Michael Abrahams | Addressing abortion – Comprehensive sex education and contraception
The abortion debate is one that will likely never end. On one hand, those of us who are pro-choice insist that a woman has a right to make informed decisions about what happens to her body. On the other hand, anti-abortion proponents posit that abortion is the taking of a life, is morally wrong, and should not be allowed. However, while the debate rages, there is a discussion that we do not engage in enough, and that is the conversation about how to actually reduce the number of abortions being carried out.
Persons on both sides of this divide disagree on many things, but both would be comfortable seeing women being happy having less abortions without threats or coercion. However, in order for us to achieve a significant lowering of our abortion rates, we need to scrutinise the research, evidence and data concerning strategies that work, and those that do not.
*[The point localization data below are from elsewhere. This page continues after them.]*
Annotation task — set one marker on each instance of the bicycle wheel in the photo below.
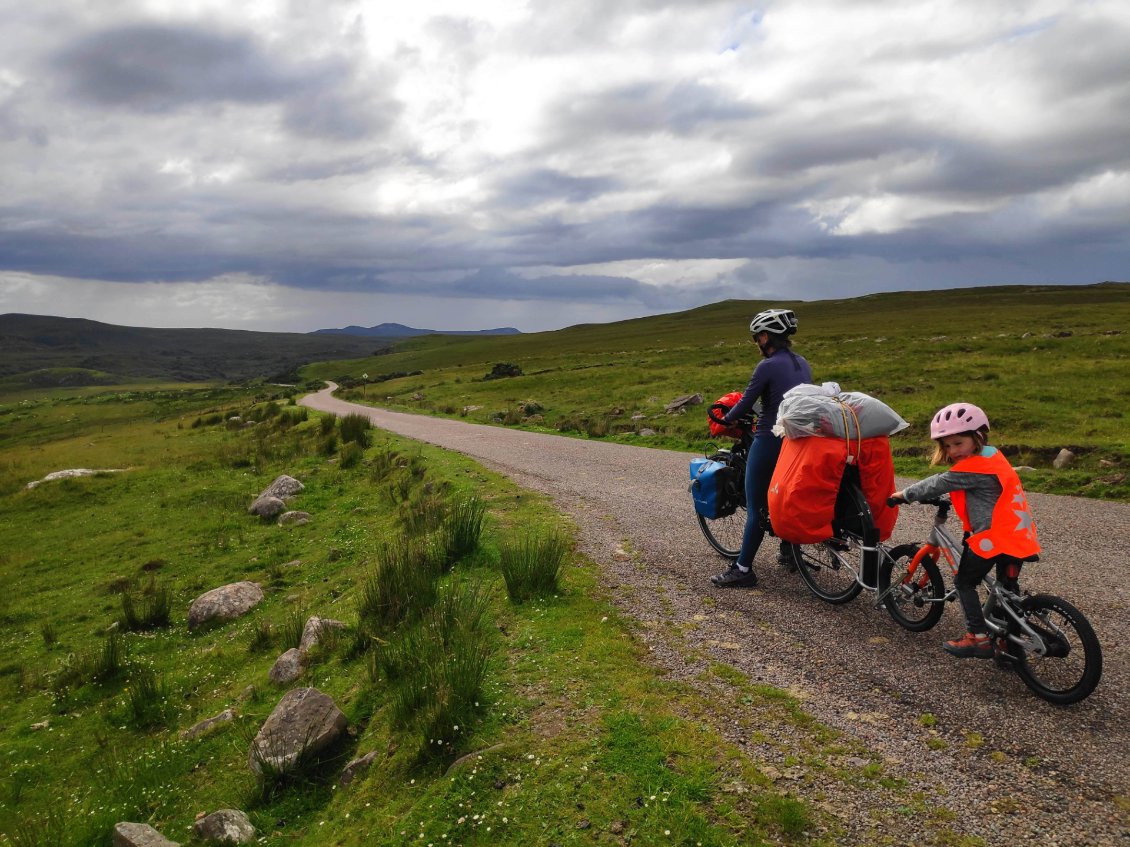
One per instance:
(824, 569)
(724, 533)
(916, 591)
(1072, 664)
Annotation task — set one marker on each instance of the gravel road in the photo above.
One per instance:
(1041, 773)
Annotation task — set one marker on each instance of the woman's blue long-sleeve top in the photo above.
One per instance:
(772, 377)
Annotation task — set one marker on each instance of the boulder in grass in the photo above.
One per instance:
(283, 487)
(267, 506)
(227, 826)
(314, 629)
(681, 403)
(1062, 459)
(287, 668)
(303, 724)
(139, 835)
(225, 603)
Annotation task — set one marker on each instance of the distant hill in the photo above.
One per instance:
(41, 349)
(398, 330)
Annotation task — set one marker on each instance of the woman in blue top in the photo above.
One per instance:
(779, 370)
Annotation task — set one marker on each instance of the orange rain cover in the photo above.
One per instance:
(806, 481)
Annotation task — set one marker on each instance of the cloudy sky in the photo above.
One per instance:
(297, 164)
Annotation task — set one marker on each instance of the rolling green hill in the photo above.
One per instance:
(37, 350)
(1048, 363)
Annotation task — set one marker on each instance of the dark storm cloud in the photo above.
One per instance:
(154, 68)
(151, 68)
(532, 186)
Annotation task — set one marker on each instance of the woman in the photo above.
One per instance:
(779, 370)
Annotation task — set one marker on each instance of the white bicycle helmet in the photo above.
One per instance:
(957, 418)
(776, 321)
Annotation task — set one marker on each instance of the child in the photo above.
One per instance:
(988, 497)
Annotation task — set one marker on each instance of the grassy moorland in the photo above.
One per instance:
(1048, 363)
(576, 738)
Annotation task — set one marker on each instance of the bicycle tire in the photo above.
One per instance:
(1074, 663)
(914, 603)
(824, 570)
(724, 533)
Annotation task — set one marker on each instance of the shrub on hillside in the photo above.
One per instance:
(530, 567)
(148, 611)
(399, 588)
(437, 669)
(503, 369)
(351, 455)
(461, 531)
(356, 428)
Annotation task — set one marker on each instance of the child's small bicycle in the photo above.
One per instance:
(1042, 637)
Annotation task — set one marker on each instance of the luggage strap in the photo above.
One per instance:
(844, 412)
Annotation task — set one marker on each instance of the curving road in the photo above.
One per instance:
(1053, 775)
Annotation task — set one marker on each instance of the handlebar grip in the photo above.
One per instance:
(711, 412)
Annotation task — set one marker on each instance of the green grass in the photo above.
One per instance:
(1048, 363)
(568, 733)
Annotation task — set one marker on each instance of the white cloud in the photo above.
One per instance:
(263, 153)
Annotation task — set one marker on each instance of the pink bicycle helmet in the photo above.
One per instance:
(957, 418)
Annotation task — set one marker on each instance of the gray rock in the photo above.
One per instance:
(227, 826)
(686, 400)
(304, 723)
(287, 668)
(208, 725)
(225, 603)
(356, 768)
(139, 835)
(1063, 459)
(313, 630)
(267, 506)
(283, 487)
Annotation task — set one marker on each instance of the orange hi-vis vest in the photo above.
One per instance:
(1013, 532)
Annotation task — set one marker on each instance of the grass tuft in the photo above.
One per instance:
(461, 530)
(399, 588)
(439, 668)
(531, 566)
(149, 611)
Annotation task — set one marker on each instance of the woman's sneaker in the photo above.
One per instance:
(971, 645)
(735, 577)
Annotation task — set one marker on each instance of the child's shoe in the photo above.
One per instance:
(972, 645)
An inconvenient truth is that contrary to what anti-abortion advocates would like to believe, restrictive abortion laws do not significantly lower abortion rates. According to a study published in The Lancet in 2016, the researchers “did not observe an association between the abortion rates for 2010–14 and the grounds under which abortion is legally allowed.” Indeed, the region with the highest abortion rates in the world is Latin America and the Caribbean, this despite the fact that this area has some of the most restrictive abortion laws in the world.
A comprehensive study published by the Guttmacher Institute in 2020 also found that unintended pregnancy rates are highest in countries that restrict abortion access and lowest in countries where abortion is broadly legal. The study also found that in countries that restrict abortion, the percentage of unintended pregnancies ending in abortion has increased during the past 30 years, from 36 per cent in 1990–1994 to 50 per cent in 2015–2019.
On the other hand, restrictive abortion laws, which are more common in developing countries, are associated with an increased risk of women having unsafe abortions and experiencing their complications. According to the World Health Organization, each year between 4.7 per cent and 13.2 per cent of maternal deaths can be attributed to unsafe abortions. Estimates from 2010 to 2014 showed that around 45 per cent of all abortions were unsafe, and almost all of these took place in developing countries. In contrast, only three per cent of abortions in Western nations are unsafe.
COMPREHENSIVE SEX EDUCATION
It is a no-brainer that if we want to lower abortion rates, and the complications that can arise form unsafe procedures, we need to lower the rates of unintended pregnancies. One effective way of doing this is to provide comprehensive sex education (CSE) in schools. This refers to age-appropriate sex education directed at empowering students with the knowledge, attitudes, skills and values to make appropriate and healthy choices in their sexual lives. This not only aims at reducing unplanned and unwanted pregnancies, but also lowers the risks of contracting sexually transmitted infections and rates of domestic and sexual violence. Educating and socialising children in this way, fosters the development of mindsets that lead to responsible sexual behaviour, a way of thinking that they will carry with them into adulthood.
Thanks to the Internet, we live in an era where children are exposed to graphic sexual content from an early age. If responsible, experienced and knowledgeable adults do not engage and guide them, their teachers will be porn sites and videos, and other children. Simply telling children to not have sex will not work, and the evidence and data prove it. The experiences of Texas and California in the USA are great examples. In 1990, Texas and California had similar teen birth rates: Texas’ rate was 75.3 per 1,000, while California’s was 70.6 per 1,000. California began a comprehensive sex education programme, while Texas continued with abstinence-only curriculum. The result? By 2011, Texas’ teen birth rate was 46.9 per 1,000 teen girls, while California’s fell to 28.7 per 1,000.
In addition, access to affordable, or even free contraceptives, especially long-acting ones such as IUCDs (intrauterine contraceptive devices) has been shown to significantly lower unplanned pregnancy and abortion rates.
Rather than insisting on punitive measures to reduce abortion rates, such as criminalising the procedure and demonising women who have abortions and the physicians who perform them, it would be more advantageous to focus on modifying the behaviours that place women at risk of having unplanned and unwanted pregnancies.
Based on the results of their study, The Guttmacher¬-Lancet Commission recommends that “a comprehensive package of essential sexual and reproductive health services, including contraception and safe abortion care, be included in national health systems”.
Likewise, the WHO has stated that “almost every abortion death and disability could be prevented through sexuality education, use of effective contraception, provision of safe, legal induced abortion, and timely care for complications”.
If we truly care about our women and their health, we must pay attention to and respect the data, and place it above our personal feelings, religious beliefs and opinions.